What can be seen already?

  • Cognitive augmentation is already being implemented and will continue to evolve rapidly.
  • Wearables and mobile devices with AI-powered services provide health and fitness monitoring and analysis today.
  • There is clear and current evidence that the distinction between medical device technology and information technology is blurring.

Opportunities

Until now, advances in prosthetics, sensory augmentation, brain implants, and more have focused primarily on helping people with disabilities in a clinical setting. Augmented intelligence using Artificial Intelligence can compensate for human limitations and enable a symbiotic combination of people and machines to deliver a superior personal experience.

Risks

Personalization could be expensive and highly regulated. The social acceptance of personal augmentation is uncertain. The augmented human experience opens a new path for cybersecurity attacks and exposes more personal information to commercial and government entities. Ethical challenges arise when personal enhancements are mandated or not available to select groups.

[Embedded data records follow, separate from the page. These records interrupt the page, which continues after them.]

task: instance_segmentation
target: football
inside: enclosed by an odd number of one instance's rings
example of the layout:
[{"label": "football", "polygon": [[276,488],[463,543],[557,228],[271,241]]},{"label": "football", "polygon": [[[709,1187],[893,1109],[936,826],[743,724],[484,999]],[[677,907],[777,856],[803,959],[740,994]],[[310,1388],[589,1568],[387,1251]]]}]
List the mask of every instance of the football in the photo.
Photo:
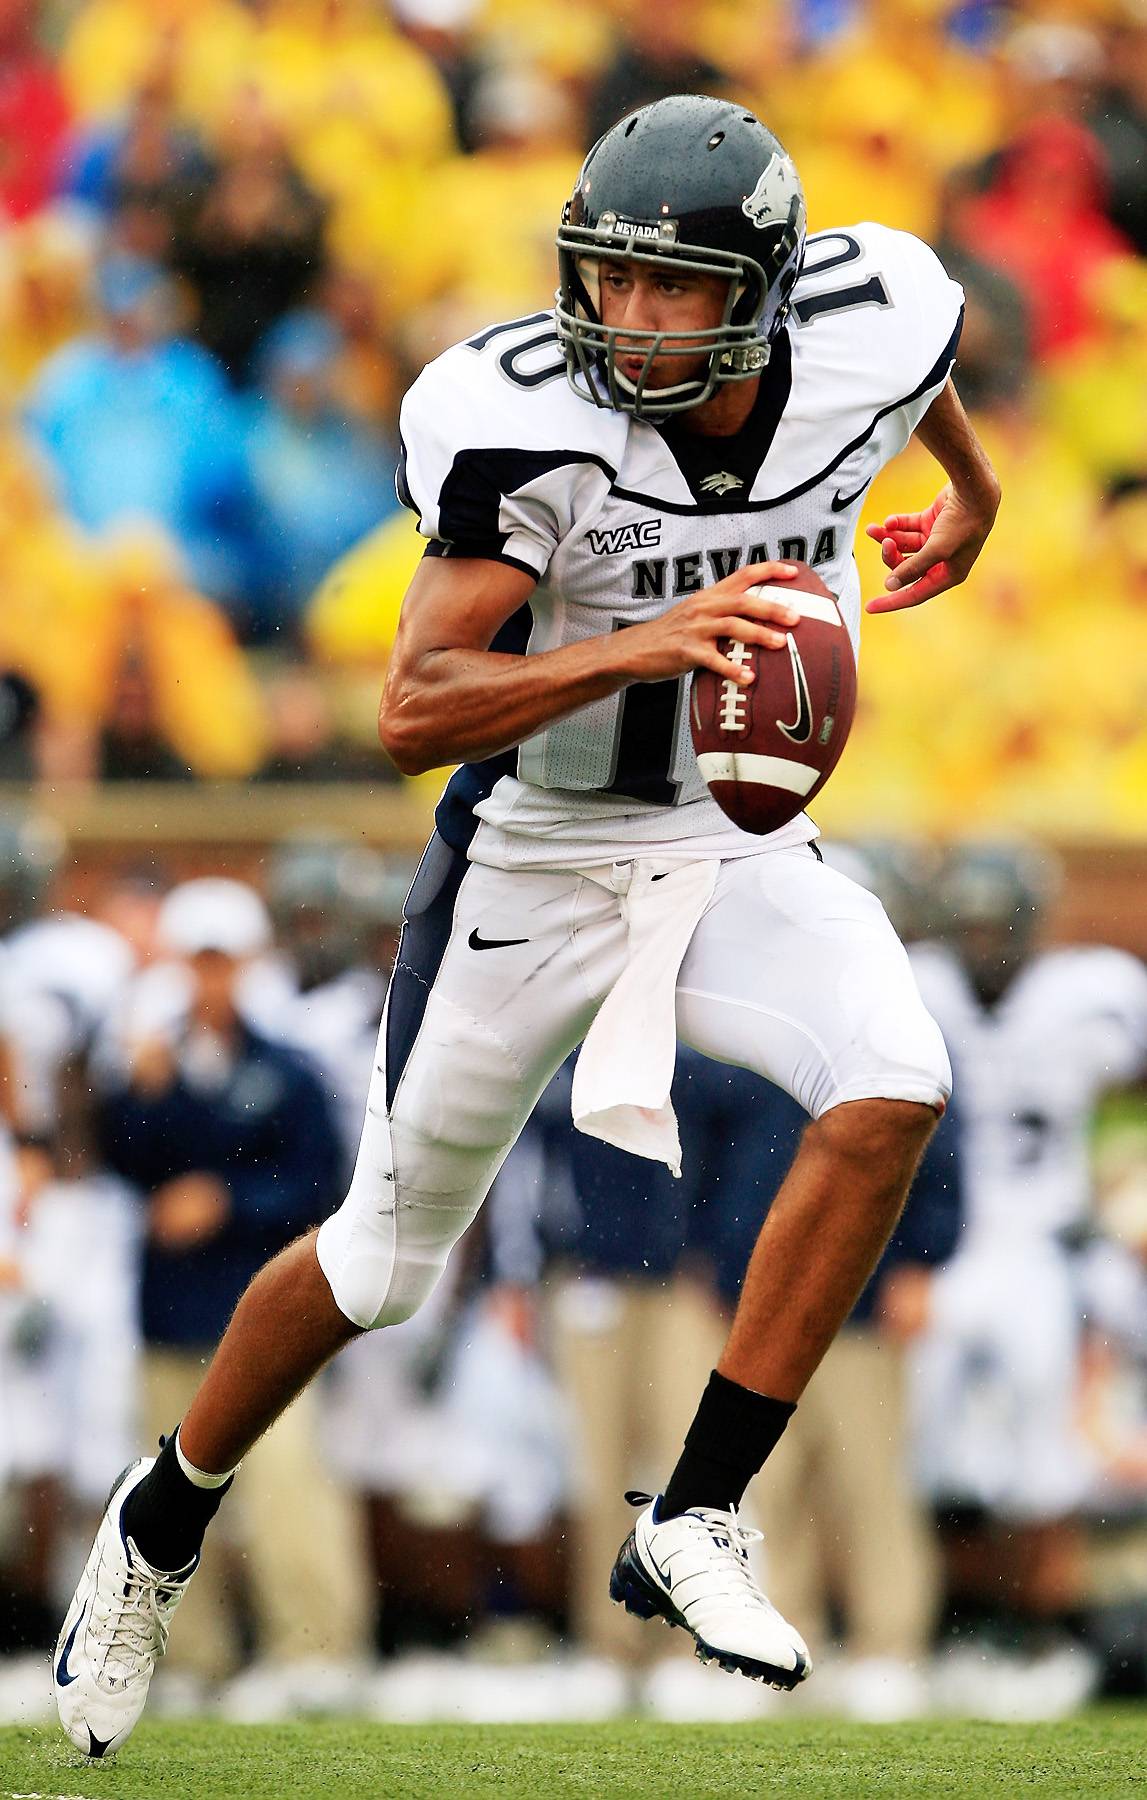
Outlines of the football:
[{"label": "football", "polygon": [[742,831],[787,825],[820,793],[840,760],[856,708],[856,661],[835,594],[807,563],[753,595],[775,592],[801,610],[786,650],[719,641],[756,680],[740,687],[712,669],[693,676],[693,748],[722,811]]}]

Example 2. Sociocultural trend: redefinition of work


strategic assumption

Post-COVID-19, 48% of company employees will work remotely at least once a week, compared to 30% pre-COVID.

What's going on?

Just as the Internet launched a new digital age, COVID-19 has triggered a new work era. It's an opportunity to intentionally rethink where, when and how we work, and people hope the results benefit both themselves and their organizations. As the adoption of Artificial Intelligence continues, robots (physical or software-based) will perform more and more tasks, creating a workforce where work is performed by both bots and humans.

What can be seen already?

The pandemic normalized the use of new work models, such as doing 80% of the work for 80% of the salary and the distribution of talent between organizations, offering new norms beyond the standard 40-hour work week.

Opportunities

Flexible placement strategies could lead to cost savings on critical talent, and the talent pool is potentially broader and more diverse. Greater automation of routine tasks can reduce the risk of injury and infection for employees.

Risks

Many organizations lack comprehensive workforce strategies and centralized systems through which to view, manage, and forecast mixed employment patterns. Organizational culture could suffer if not managed properly when teams include physically dispersed people and a variety of employee types (full-time, part-time, work). Pay equity is also more difficult to manage when compensation is managed in a variety of markets.

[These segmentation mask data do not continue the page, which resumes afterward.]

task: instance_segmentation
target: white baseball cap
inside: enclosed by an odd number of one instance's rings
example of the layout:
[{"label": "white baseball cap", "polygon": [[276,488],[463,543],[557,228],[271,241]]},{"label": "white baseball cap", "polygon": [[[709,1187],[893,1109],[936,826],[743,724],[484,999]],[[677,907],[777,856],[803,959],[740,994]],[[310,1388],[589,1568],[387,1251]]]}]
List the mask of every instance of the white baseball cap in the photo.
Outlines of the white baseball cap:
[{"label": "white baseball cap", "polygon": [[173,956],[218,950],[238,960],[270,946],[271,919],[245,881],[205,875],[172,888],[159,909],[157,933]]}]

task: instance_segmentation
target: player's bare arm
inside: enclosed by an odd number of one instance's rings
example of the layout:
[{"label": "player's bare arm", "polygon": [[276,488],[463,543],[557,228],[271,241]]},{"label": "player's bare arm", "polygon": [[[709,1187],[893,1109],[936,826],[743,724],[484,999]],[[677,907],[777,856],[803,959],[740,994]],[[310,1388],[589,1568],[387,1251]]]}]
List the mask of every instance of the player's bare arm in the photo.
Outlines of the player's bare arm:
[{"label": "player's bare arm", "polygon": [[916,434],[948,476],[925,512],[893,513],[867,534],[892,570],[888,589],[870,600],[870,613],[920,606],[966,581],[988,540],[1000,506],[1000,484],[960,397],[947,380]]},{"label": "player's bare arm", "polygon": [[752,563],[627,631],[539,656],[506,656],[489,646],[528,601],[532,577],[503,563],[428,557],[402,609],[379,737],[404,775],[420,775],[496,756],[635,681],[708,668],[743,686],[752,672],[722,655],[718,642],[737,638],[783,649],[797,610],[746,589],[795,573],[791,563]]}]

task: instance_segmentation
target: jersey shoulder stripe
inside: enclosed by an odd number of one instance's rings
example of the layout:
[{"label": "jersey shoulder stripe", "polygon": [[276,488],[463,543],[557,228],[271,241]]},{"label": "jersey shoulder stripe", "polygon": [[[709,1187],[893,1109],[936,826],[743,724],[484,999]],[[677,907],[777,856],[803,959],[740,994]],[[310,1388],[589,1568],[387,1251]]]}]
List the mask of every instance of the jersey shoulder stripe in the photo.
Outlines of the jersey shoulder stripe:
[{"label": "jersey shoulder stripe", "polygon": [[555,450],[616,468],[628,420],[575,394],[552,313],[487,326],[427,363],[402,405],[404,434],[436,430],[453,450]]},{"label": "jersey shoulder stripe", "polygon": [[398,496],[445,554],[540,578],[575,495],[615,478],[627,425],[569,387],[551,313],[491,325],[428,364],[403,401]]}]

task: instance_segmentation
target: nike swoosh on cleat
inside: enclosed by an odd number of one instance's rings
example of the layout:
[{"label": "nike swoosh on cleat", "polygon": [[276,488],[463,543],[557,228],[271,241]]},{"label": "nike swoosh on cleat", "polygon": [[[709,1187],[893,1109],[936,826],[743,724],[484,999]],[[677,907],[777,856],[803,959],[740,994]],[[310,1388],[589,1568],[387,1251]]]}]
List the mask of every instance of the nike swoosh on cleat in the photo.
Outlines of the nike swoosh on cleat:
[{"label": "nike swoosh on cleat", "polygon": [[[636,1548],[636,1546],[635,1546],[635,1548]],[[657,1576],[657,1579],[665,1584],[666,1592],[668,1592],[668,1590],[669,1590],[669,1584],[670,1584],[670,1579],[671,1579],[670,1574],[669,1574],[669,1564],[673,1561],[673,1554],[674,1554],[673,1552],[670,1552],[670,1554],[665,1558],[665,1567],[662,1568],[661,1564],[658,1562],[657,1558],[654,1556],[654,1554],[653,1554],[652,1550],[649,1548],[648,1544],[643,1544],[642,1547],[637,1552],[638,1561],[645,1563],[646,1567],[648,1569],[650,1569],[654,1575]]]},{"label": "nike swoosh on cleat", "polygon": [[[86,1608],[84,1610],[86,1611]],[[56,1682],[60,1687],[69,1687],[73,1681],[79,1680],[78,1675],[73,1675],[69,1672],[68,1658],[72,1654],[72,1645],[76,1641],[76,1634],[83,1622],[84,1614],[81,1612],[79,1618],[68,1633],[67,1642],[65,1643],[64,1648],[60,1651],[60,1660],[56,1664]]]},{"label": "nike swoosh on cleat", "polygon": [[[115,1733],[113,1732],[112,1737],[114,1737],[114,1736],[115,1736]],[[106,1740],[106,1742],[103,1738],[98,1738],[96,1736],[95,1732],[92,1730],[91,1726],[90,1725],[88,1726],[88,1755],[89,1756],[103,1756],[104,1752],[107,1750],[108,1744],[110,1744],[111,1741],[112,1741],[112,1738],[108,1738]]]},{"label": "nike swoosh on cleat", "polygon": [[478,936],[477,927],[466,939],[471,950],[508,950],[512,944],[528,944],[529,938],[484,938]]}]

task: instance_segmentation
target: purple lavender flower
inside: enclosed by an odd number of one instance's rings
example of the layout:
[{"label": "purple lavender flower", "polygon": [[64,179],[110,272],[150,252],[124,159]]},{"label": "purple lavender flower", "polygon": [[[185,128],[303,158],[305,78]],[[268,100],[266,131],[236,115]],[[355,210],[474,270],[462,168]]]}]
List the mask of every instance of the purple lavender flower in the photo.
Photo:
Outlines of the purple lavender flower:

Example 3. Environmental trend: digitally enabled sustainability

strategic assumption

By 2030, digital information and technology can help reduce greenhouse gases (GHGs) by 15%.

What's going on?

Digitally enabled sustainability involves data, technology and operations to reduce greenhouse gases. The complexity of environmental sustainability data sets and the insights required means that organizations are moving from a spreadsheet data collection baseline to using more sophisticated tools such as Artificial Intelligence, Internet of Things (IoT) and machine learning (ML). Digital helps promote sustainability beyond regulatory compliance towards new products and the performance of ecosystems across industries and sectors.

What can be seen already?

  • La Royal Society estimates that digital aspects can account for a third of the reduction in GHG in the UK by 2030.
  • The digital twins they can increase the performance of wind farms by 20%.


Opportunities

Executives can leverage existing digital technology platforms: AI, IoT, mobile, blockchain, and other digital technologies can help drive significant improvements in business sustainability performance and create new growth opportunities.

Risks

Digital businesses can damage sustainability. For example, the carbon footprint of training even when AI is substantial. Additionally, digital business and sustainability are often treated as separate transformations, potentially reducing the impact of both.